Opinion: Christmas depression Featured

Opinion: Christmas depression Image: Sunshine Coast Daily

“I saw, in gradual vision through my tears, The sweet, sad years, the melancholy years,…”
— Elizabeth Barrett Browning (1806–1861), British poet.
Sonnets from the Portuguese (1850)

The Victorian poet continued, “Those of my own life, who by turns had flung a shadow across me,” and while this is English of another time, it’s clear that it’s a reference to depression. Right here and now, two weeks before Christmas Eve and I’m writing about clinical depression? It may not be as unrelated as you think.

Definition. Depression is not mere sadness. Just about everyone gets “the blues” once in a while; others a little more often than others. But the cause of sadness is usually unearthable – an unfortunate event, an accident, a slight, failing grades, a nasty marital fight –and proximate. If you will ask a psychiatrist, the good clinician will agree that Christmas is a classic trigger to a major depressive illness. In this season, there is the heightened expectation of happiness and excitement. After all, it is the time of reunions and all-night partying. If the anticipation leads to nothing or disappointment, the depression-prone individual suffers. Christmas to her becomes miserable. Sensitive souls feel the emptiness of gift-giving and the crass materialism that goes with it. Others find the tiangge (flea market) shopping and traffic intolerable.

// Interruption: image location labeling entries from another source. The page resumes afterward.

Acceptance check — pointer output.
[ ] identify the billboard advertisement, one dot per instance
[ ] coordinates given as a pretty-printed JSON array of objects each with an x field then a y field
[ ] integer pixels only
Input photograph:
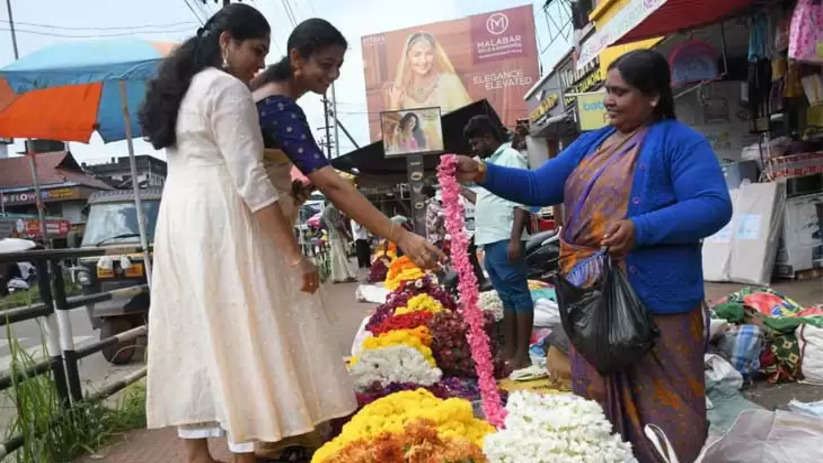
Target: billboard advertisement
[{"x": 453, "y": 63}]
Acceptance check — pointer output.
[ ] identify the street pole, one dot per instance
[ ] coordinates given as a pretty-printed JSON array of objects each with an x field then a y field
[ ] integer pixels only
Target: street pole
[
  {"x": 328, "y": 134},
  {"x": 41, "y": 213},
  {"x": 336, "y": 131},
  {"x": 13, "y": 33}
]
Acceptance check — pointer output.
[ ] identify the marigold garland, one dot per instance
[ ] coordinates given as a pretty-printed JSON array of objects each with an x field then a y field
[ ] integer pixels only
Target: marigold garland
[
  {"x": 453, "y": 419},
  {"x": 419, "y": 303},
  {"x": 402, "y": 322},
  {"x": 418, "y": 443},
  {"x": 467, "y": 287}
]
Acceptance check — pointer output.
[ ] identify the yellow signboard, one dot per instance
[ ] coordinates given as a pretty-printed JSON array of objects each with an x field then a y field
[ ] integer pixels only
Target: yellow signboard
[{"x": 591, "y": 111}]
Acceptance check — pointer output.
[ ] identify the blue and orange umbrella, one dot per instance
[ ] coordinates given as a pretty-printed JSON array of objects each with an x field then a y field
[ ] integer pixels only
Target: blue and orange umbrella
[{"x": 68, "y": 90}]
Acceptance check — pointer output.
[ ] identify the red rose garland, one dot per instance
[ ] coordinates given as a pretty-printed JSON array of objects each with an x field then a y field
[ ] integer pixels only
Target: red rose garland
[{"x": 469, "y": 295}]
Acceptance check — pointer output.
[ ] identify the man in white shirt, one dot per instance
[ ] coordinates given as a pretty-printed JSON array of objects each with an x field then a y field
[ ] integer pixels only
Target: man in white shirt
[
  {"x": 500, "y": 228},
  {"x": 361, "y": 244}
]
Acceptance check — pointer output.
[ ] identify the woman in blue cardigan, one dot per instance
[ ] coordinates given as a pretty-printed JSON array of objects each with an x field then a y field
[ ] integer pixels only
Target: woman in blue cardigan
[{"x": 649, "y": 188}]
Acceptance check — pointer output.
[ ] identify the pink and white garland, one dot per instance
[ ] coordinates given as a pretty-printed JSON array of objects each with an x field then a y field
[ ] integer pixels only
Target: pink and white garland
[{"x": 469, "y": 296}]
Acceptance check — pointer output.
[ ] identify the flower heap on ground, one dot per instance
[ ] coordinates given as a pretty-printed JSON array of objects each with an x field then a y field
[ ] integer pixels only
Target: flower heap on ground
[
  {"x": 409, "y": 426},
  {"x": 402, "y": 269},
  {"x": 385, "y": 255},
  {"x": 467, "y": 287},
  {"x": 556, "y": 428}
]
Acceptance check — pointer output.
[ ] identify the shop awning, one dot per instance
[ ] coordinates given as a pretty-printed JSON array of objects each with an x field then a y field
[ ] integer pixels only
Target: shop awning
[{"x": 645, "y": 19}]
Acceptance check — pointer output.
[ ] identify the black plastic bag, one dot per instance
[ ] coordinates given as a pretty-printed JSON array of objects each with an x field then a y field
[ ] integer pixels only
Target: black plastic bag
[{"x": 606, "y": 323}]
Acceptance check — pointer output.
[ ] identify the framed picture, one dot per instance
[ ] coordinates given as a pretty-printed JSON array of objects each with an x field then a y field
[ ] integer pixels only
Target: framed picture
[{"x": 412, "y": 131}]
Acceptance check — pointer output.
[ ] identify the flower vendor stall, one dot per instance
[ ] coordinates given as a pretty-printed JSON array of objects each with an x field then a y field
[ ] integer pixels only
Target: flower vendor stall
[{"x": 424, "y": 375}]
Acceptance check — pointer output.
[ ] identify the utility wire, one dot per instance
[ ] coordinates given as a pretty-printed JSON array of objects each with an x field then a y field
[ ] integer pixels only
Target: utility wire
[
  {"x": 96, "y": 28},
  {"x": 202, "y": 23},
  {"x": 93, "y": 36}
]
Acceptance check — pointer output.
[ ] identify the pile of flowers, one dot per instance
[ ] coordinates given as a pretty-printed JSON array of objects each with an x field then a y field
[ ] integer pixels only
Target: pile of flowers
[
  {"x": 393, "y": 364},
  {"x": 449, "y": 344},
  {"x": 409, "y": 426},
  {"x": 446, "y": 388},
  {"x": 396, "y": 356},
  {"x": 402, "y": 269},
  {"x": 381, "y": 261},
  {"x": 399, "y": 300},
  {"x": 555, "y": 428}
]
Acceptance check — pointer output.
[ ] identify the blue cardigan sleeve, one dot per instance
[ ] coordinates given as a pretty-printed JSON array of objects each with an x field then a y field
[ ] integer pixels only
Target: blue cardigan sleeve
[
  {"x": 703, "y": 205},
  {"x": 541, "y": 187}
]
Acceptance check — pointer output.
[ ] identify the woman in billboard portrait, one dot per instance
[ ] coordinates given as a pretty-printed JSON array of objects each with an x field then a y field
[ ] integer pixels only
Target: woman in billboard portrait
[
  {"x": 409, "y": 135},
  {"x": 426, "y": 77}
]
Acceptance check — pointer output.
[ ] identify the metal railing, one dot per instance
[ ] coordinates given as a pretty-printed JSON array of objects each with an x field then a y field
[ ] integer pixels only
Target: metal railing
[{"x": 53, "y": 310}]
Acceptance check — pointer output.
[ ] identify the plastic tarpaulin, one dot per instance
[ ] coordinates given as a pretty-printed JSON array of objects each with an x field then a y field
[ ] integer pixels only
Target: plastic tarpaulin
[{"x": 768, "y": 437}]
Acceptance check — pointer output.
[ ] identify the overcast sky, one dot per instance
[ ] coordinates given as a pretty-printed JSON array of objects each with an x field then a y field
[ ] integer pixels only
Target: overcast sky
[{"x": 42, "y": 22}]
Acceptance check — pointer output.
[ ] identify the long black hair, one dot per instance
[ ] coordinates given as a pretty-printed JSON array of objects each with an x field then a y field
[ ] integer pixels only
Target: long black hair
[
  {"x": 308, "y": 37},
  {"x": 158, "y": 115},
  {"x": 417, "y": 132},
  {"x": 648, "y": 71}
]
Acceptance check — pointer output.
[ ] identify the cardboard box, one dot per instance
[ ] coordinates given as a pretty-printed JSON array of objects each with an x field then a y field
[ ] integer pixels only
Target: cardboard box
[
  {"x": 801, "y": 246},
  {"x": 744, "y": 251}
]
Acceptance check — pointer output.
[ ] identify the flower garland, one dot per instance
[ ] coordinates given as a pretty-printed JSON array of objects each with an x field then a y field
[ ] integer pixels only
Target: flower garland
[
  {"x": 421, "y": 302},
  {"x": 418, "y": 443},
  {"x": 453, "y": 420},
  {"x": 446, "y": 388},
  {"x": 467, "y": 287},
  {"x": 450, "y": 344},
  {"x": 393, "y": 364},
  {"x": 555, "y": 428},
  {"x": 418, "y": 339},
  {"x": 402, "y": 269}
]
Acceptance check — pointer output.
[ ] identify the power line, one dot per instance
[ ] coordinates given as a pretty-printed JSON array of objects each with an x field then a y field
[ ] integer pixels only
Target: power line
[
  {"x": 289, "y": 13},
  {"x": 92, "y": 28},
  {"x": 202, "y": 23},
  {"x": 74, "y": 36}
]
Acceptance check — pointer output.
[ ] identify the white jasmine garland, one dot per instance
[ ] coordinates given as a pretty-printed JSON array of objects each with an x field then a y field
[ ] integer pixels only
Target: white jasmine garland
[
  {"x": 556, "y": 428},
  {"x": 393, "y": 364},
  {"x": 490, "y": 302}
]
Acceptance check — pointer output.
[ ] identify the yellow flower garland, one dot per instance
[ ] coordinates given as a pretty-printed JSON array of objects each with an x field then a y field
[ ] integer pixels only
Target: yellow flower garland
[
  {"x": 418, "y": 338},
  {"x": 453, "y": 418},
  {"x": 420, "y": 302}
]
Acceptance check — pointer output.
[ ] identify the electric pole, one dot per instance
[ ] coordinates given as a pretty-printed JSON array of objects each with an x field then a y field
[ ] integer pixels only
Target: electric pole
[
  {"x": 41, "y": 213},
  {"x": 13, "y": 33},
  {"x": 336, "y": 131},
  {"x": 327, "y": 126}
]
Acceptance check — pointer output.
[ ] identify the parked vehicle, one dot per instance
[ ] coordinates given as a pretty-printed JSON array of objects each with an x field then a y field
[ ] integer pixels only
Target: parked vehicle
[{"x": 112, "y": 221}]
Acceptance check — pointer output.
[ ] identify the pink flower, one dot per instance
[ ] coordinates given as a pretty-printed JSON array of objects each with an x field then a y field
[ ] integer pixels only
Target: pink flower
[{"x": 469, "y": 295}]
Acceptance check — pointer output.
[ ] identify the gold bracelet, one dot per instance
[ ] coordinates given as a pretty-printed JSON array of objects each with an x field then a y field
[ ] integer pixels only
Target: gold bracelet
[
  {"x": 481, "y": 169},
  {"x": 391, "y": 232}
]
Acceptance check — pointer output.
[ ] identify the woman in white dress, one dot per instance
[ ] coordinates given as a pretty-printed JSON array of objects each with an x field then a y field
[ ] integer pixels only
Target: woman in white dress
[{"x": 236, "y": 345}]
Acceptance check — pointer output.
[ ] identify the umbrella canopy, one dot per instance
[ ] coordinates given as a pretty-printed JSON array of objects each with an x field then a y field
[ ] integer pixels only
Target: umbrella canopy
[{"x": 68, "y": 90}]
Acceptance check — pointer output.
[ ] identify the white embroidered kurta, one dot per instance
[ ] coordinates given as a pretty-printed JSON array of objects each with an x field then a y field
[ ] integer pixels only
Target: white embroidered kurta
[{"x": 232, "y": 340}]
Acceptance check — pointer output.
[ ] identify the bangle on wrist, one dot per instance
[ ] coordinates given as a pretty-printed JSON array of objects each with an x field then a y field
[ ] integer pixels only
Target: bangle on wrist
[{"x": 481, "y": 170}]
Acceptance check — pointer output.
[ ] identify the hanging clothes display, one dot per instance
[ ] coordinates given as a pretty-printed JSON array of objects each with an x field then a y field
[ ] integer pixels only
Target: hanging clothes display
[
  {"x": 806, "y": 32},
  {"x": 760, "y": 71}
]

Symptoms and Signs. Are you depressed? In major depression, the person is affected to an extent that his work and private life are all but impaired. Duration is critical because normal dejection lasts for a few days before the person somehow snaps out of it. In real depression, the condition carries on for more than two weeks. A man or woman suffering from clinical depression must exhibit five out of the following nine symptoms, including one of the first two listed:

Depressed mood.
Loss of interest and pleasure in usual daily activities (anhedonia).
Loss of appetite and weight changes (loss or gain).
Insomnia or hypersomnia (too little or too much sleep).
Restlessness or sluggishness.
Profound fatigue.
Feelings of worthlessness or guilt.
Inability to think clearly, make decisions, or complete tasks.
Thoughts of death or suicide.
Possible Causes. Currently, researchers believe that in depression there is an imbalance of neurotransmitters norepinephrine and serotonin. These are natural chemicals needed in the communication of brain cells with each other. Genetics has been implicated. Scientists have shown that depression like diabetes and hypertension filter through generations. Finally, and this brings us back to the holidays, environmental cues can push a susceptible person into depression.

Treatment. There are two things to remember about conquering depression. First, there are no “happy pills.” Medications for depression are not “uppers” or stimulants. If that were so, there’s going to be a seller’s market for fluoxetine or sertraline. Second, self-medication is out of the question. A person with true depression must be seen by a psychiatrist. Treatment comes in the form of medication, psychotherapy, electro-convulsive therapy (ECT) or a combination of these. The usual drugs used are from three groups: TCAs (tricyclic antidepressants), MAOIs (monoamine oxidase inhibitors) and SSRIs (selective serotonin reuptake inhibitors). Your doctor will determine what will be best.

Christmas and depression – certainly it’s a sad combination. But, recognized early, it can be treated before it becomes life-threatening (violence to self and others).